Elizabeth David is the most important cookery writer of the past century – she revolutionised the way we, as a nation, think about food.

When Mrs David published her first book in 1950, post-war rationing was still in place and olive oil was only found in chemists in bottles marked “for external use only”.  British housewives were making do with Spam, dried egg and over-boiled cabbage.  David changed all that.

Her books, with their beautiful descriptions of mouth-watering Mediterranean cuisine, introduced the country to the previously unheard of delights of olives, apricots, avocados and basil.
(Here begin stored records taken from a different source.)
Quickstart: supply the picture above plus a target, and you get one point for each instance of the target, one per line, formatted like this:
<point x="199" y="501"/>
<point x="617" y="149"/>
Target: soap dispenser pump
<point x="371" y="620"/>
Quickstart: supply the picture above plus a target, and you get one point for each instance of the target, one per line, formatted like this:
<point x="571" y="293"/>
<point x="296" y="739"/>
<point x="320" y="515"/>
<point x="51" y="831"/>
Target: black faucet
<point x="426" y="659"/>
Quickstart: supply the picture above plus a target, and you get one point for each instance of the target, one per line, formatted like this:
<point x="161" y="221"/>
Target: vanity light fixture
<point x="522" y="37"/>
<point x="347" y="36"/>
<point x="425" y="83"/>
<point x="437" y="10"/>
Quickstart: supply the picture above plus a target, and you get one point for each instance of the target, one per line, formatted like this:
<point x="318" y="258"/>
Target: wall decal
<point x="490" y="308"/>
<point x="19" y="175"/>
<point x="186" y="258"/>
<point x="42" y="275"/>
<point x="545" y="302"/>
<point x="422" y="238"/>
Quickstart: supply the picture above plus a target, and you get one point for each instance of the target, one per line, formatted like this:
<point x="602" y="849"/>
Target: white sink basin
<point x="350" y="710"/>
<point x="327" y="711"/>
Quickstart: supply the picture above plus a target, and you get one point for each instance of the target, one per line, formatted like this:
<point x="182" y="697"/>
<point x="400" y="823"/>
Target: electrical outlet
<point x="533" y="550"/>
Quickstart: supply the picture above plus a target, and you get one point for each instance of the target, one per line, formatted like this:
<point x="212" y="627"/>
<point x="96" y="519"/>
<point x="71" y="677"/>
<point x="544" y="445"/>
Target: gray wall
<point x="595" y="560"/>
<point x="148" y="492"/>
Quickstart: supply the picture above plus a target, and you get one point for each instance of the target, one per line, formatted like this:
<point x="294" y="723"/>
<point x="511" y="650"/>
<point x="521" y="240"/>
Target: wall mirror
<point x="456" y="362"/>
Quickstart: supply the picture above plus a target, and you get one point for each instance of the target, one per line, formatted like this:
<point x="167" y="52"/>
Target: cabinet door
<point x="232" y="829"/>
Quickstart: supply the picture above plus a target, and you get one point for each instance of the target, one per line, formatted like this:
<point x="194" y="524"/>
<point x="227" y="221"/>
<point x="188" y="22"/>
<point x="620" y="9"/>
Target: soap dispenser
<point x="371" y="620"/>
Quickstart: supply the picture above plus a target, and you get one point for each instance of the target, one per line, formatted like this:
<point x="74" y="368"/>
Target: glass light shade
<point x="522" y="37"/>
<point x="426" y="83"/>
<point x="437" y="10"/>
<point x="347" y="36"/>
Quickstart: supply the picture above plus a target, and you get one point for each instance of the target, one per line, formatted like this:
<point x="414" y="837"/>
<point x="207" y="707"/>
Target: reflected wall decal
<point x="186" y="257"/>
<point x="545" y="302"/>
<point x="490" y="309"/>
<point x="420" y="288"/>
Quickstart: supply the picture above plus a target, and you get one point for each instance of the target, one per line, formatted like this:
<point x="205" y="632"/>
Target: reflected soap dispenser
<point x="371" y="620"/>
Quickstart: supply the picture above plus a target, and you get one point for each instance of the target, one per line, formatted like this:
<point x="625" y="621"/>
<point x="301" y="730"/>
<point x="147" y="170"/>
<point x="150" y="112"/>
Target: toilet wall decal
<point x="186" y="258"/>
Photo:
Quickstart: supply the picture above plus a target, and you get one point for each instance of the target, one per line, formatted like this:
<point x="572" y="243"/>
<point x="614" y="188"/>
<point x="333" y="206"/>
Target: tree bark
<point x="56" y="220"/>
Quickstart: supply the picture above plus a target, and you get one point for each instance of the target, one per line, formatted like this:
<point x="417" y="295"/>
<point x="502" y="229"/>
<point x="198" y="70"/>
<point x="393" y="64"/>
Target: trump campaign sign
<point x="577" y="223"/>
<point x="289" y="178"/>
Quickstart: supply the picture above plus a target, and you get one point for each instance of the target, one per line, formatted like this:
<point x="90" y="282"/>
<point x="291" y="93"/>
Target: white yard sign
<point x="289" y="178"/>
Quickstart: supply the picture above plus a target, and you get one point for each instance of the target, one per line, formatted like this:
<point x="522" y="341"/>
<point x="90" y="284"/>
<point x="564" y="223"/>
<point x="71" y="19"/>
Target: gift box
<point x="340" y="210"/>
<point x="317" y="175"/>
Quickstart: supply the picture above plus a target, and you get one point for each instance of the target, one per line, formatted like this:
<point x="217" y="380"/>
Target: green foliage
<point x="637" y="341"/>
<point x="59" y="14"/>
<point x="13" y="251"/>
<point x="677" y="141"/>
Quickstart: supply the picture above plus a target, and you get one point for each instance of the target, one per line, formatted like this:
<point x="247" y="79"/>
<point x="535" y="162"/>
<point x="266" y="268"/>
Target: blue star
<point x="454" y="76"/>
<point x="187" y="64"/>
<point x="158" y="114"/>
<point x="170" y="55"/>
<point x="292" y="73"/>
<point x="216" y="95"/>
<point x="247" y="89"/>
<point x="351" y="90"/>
This film tells the compelling story of the woman behind the Mrs David persona.  At the heart of the drama is the one true love affair of David’s life – the affair which she claimed drove her to success as a food writer – and the moment where it all came crashing down.

Her misery at losing this great love was so extreme that she suffered a brain haemorrhage, which tragically and ironically robbed her of a full sense of taste.

Shot on location in the UK and Malta, the film stars Catherine McCormack (Spy Game, The Tailor of Panama, Dancing at Lughnasa, The Honest Courtesan, Land Girls, Braveheart) as Elizabeth David.  Greg Wise (Tristram Shandy: A Cock and Bull Story, According to Bex, Sense and Sensibility) plays her long-term lover, Peter Higgins.